As another exercise, check that $$
{\Vert P_Z \mu \Vert}^2 = J \sum_{i=1}^I {(\mu_i - \bar\mu_\bullet)}^2 =
J \sum_{i=1}^I \alpha_i^2.
$$
Let $X$ be a $\mathbb{R}^n$-valued random vector, and
$W \subset \mathbb{R}^n$ be a linear space.
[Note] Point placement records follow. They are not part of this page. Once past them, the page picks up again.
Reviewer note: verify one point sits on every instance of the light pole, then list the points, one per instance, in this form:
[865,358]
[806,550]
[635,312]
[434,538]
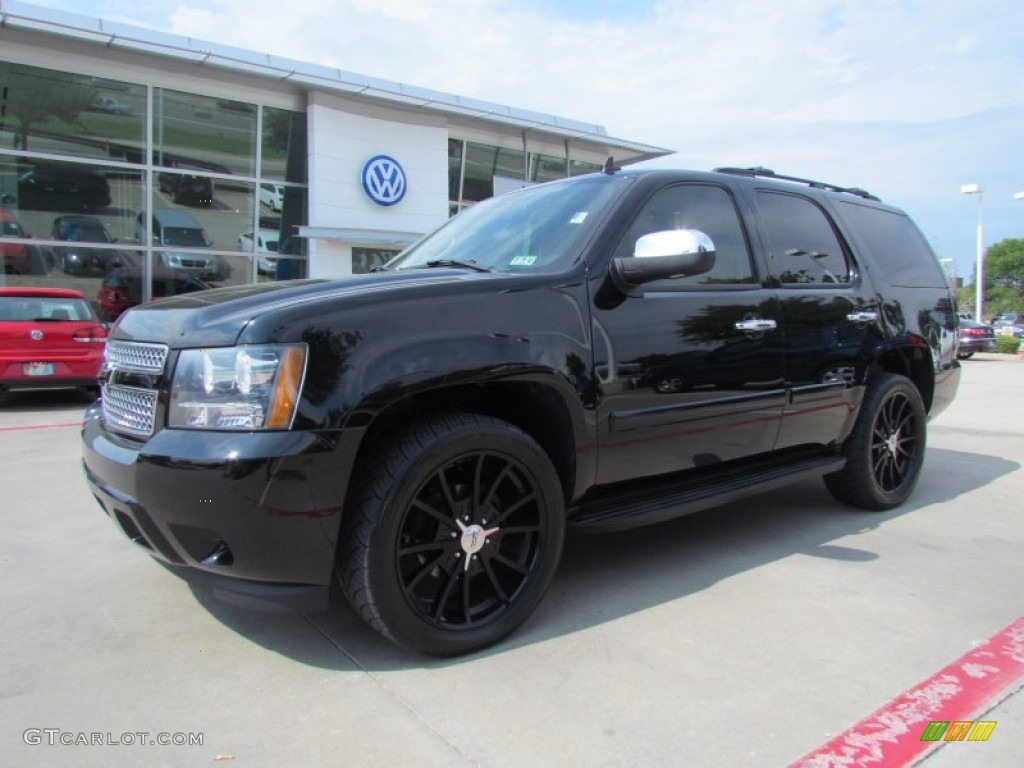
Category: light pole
[979,276]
Say that $X$ has the
standard normal distribution on the vector space $W$, and then note
$X \sim SN(W)$, if it takes its values in $W$ and its characteristic
function is given by
$$\mathbb{E} \textrm{e}^{i\langle w, X \rangle} = \textrm{e}^{-\frac12{\Vert w \Vert}^2} \quad \text{for all } w \in W.$$
The three following assertions are equivalent (and this is easy to
prove):

1. $X \sim SN(W)$;

2. the coordinates of $X$ in some
orthonormal basis of $W$ are i.i.d. standard normal random variables;

3. the coordinates of $X$ in any orthonormal basis of $W$ are
i.i.d. standard normal random variables.